One of the big issues for women as they age is heart disease;estrogen appears to have a protective effect, and as the endogeneous production declines the risk of cardiovascular disease goes up. Exercising with cardiovascular health in mind is key as women age. Another important goal for postmenopausal training is bone density, which means incorporating load-bearing and if possible impact-based elements. Bones need to be loaded along their length, as in a squat, and ideally there is also some impact in moderate amounts.

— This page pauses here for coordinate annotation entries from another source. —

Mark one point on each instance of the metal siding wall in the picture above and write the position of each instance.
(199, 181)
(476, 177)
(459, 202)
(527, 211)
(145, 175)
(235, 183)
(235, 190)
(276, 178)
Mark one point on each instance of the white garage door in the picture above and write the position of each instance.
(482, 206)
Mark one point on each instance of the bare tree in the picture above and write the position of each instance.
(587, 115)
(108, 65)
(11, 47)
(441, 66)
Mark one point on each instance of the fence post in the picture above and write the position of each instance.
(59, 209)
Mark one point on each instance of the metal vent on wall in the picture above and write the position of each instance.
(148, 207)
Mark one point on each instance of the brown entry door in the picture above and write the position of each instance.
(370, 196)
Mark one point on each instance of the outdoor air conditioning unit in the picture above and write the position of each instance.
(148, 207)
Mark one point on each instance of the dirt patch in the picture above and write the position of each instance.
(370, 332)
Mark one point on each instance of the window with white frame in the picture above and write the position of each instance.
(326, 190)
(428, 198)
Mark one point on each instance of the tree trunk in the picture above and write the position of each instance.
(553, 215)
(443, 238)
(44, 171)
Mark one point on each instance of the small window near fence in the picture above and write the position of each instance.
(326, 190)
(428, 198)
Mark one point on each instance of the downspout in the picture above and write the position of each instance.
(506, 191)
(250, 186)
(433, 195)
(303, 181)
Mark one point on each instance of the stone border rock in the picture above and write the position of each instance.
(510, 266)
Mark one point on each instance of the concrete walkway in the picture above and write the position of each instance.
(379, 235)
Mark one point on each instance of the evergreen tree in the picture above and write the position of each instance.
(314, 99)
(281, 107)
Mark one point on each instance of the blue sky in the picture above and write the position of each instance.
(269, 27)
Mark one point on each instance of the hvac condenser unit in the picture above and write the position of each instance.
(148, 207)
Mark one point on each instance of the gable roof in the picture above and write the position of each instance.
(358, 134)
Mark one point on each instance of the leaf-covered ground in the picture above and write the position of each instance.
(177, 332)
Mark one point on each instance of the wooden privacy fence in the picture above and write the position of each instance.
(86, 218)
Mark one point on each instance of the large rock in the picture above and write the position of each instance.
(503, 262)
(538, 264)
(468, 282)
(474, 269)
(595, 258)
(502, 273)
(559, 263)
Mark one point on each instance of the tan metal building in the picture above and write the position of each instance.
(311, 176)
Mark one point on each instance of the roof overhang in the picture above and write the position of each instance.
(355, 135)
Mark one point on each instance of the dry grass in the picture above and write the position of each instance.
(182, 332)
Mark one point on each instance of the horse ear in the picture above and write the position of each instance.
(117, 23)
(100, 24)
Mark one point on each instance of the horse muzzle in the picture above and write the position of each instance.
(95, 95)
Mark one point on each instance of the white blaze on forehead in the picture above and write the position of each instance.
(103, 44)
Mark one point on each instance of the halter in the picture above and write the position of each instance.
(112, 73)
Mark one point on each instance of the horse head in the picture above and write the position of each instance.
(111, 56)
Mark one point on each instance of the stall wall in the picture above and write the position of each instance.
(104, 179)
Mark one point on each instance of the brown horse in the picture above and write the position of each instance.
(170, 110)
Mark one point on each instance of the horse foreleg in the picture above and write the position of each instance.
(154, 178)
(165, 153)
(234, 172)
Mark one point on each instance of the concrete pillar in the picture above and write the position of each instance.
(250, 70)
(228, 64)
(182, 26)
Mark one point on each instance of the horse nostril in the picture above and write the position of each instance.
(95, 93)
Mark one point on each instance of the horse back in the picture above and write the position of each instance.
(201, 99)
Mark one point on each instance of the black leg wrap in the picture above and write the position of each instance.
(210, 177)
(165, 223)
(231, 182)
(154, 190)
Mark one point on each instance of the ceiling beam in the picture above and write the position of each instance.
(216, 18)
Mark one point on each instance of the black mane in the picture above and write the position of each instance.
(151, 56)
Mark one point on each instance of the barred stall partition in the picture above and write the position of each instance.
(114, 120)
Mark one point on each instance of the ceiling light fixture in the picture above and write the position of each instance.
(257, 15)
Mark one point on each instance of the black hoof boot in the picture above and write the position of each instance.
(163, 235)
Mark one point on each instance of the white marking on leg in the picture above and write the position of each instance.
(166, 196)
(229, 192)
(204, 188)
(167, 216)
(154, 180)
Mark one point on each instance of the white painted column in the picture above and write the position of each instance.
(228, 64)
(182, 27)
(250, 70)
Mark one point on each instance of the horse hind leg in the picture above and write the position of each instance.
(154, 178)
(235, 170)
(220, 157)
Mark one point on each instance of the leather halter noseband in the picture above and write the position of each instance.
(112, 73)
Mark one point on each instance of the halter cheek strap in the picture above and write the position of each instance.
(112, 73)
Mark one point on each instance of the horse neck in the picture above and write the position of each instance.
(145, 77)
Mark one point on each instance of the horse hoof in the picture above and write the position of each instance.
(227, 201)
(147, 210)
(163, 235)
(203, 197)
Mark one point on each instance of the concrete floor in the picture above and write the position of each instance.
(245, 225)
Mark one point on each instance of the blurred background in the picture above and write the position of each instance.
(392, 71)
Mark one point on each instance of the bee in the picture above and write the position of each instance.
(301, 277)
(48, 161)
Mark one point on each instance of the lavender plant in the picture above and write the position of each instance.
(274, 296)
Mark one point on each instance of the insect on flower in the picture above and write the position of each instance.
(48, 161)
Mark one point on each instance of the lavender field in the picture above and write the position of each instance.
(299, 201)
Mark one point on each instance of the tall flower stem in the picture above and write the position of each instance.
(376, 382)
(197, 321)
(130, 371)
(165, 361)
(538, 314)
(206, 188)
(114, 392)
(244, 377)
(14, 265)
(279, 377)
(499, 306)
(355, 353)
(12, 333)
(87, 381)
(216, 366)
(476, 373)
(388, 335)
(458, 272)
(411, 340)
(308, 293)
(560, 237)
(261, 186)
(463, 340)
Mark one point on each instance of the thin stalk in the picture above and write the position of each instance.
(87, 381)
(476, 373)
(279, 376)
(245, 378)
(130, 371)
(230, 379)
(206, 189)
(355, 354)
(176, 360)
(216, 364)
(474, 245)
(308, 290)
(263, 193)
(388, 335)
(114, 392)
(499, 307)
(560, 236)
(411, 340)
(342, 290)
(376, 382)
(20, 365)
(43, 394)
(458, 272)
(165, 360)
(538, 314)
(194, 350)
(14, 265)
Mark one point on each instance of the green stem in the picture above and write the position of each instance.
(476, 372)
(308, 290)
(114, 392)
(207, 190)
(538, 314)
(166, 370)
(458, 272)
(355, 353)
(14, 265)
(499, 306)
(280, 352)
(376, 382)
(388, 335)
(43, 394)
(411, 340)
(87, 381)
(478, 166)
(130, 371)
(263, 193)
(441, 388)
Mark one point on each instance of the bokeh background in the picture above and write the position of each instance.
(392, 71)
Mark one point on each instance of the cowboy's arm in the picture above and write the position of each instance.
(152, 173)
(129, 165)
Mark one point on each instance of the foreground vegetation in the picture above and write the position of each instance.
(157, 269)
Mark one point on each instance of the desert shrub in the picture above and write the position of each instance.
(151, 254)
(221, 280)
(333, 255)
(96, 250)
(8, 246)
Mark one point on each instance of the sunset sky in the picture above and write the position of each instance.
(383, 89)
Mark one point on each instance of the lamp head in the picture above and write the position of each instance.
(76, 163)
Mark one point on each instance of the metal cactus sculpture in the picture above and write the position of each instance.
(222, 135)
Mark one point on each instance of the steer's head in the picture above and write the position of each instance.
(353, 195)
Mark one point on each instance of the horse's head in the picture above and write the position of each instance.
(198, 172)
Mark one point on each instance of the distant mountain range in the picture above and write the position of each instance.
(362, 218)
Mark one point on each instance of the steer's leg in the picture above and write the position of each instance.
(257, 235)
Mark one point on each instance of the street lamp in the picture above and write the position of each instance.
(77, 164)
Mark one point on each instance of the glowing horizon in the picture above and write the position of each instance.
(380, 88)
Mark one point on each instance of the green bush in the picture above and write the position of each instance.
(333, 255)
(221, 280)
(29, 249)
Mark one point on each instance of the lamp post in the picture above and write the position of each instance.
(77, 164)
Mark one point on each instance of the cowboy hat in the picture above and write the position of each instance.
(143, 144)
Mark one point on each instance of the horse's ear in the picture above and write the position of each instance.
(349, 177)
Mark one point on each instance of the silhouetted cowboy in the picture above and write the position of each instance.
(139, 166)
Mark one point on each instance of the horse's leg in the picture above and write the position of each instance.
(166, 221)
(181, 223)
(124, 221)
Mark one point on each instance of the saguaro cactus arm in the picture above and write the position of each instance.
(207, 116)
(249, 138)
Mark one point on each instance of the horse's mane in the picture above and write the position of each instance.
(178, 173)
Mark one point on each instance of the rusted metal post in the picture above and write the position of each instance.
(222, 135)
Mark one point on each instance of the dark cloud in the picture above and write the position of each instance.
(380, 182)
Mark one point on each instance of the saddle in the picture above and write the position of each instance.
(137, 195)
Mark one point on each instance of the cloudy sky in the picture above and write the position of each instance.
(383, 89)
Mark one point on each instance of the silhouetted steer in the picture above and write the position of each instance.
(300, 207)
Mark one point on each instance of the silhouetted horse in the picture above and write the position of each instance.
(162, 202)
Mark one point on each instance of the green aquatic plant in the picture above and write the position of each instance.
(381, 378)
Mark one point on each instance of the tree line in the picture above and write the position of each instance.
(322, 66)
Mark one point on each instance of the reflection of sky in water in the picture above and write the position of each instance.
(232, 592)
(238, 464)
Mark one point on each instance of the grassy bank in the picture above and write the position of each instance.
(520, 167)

As people age, their balance and overall mobility decline. It's essential to retain functional movement for daily life and prevent falls. A hip fracture in a 30 year old is horribly painful but not life-threatening; a hip fracture in a 75 year old can be a death sentence. The "use it or lose it" principle applies--the sooner you start, the better you retain it.
There is no reason why older women should accept immobility and fat gain. Sure, gravity gets the better of us all, but much of "normal" aging is simply disuse. One can stay relatively lean and fit at any age simply with careful nutrition and regular training.
Make working out a priority. It's right up there with food, shelter,subsistence income, basic hygiene and family. We all age and we all lose function. Staying fit is the only thing standing between me and certain decrepitude, so I take it very seriously. There is almost no situation that regular exercise doesn't improve.
2006 data shows that American women spend about 0.19 hours a day on exercise and sports, but between 2.2 and 2.7 hours a day on watching TV. So women are spending over 10 times more hours on TV than on their friends/family or themselves. There are 168 hours in a week. Let's say 50 are for paid employment, 5 for commuting, 56 for sleeping, 7 for grooming, 20 for domestic tasks like housecleaning and prepping meals. That's 138 hours. There are 30 hours left. Get moving.
Thank you to Krista for all this insightful information.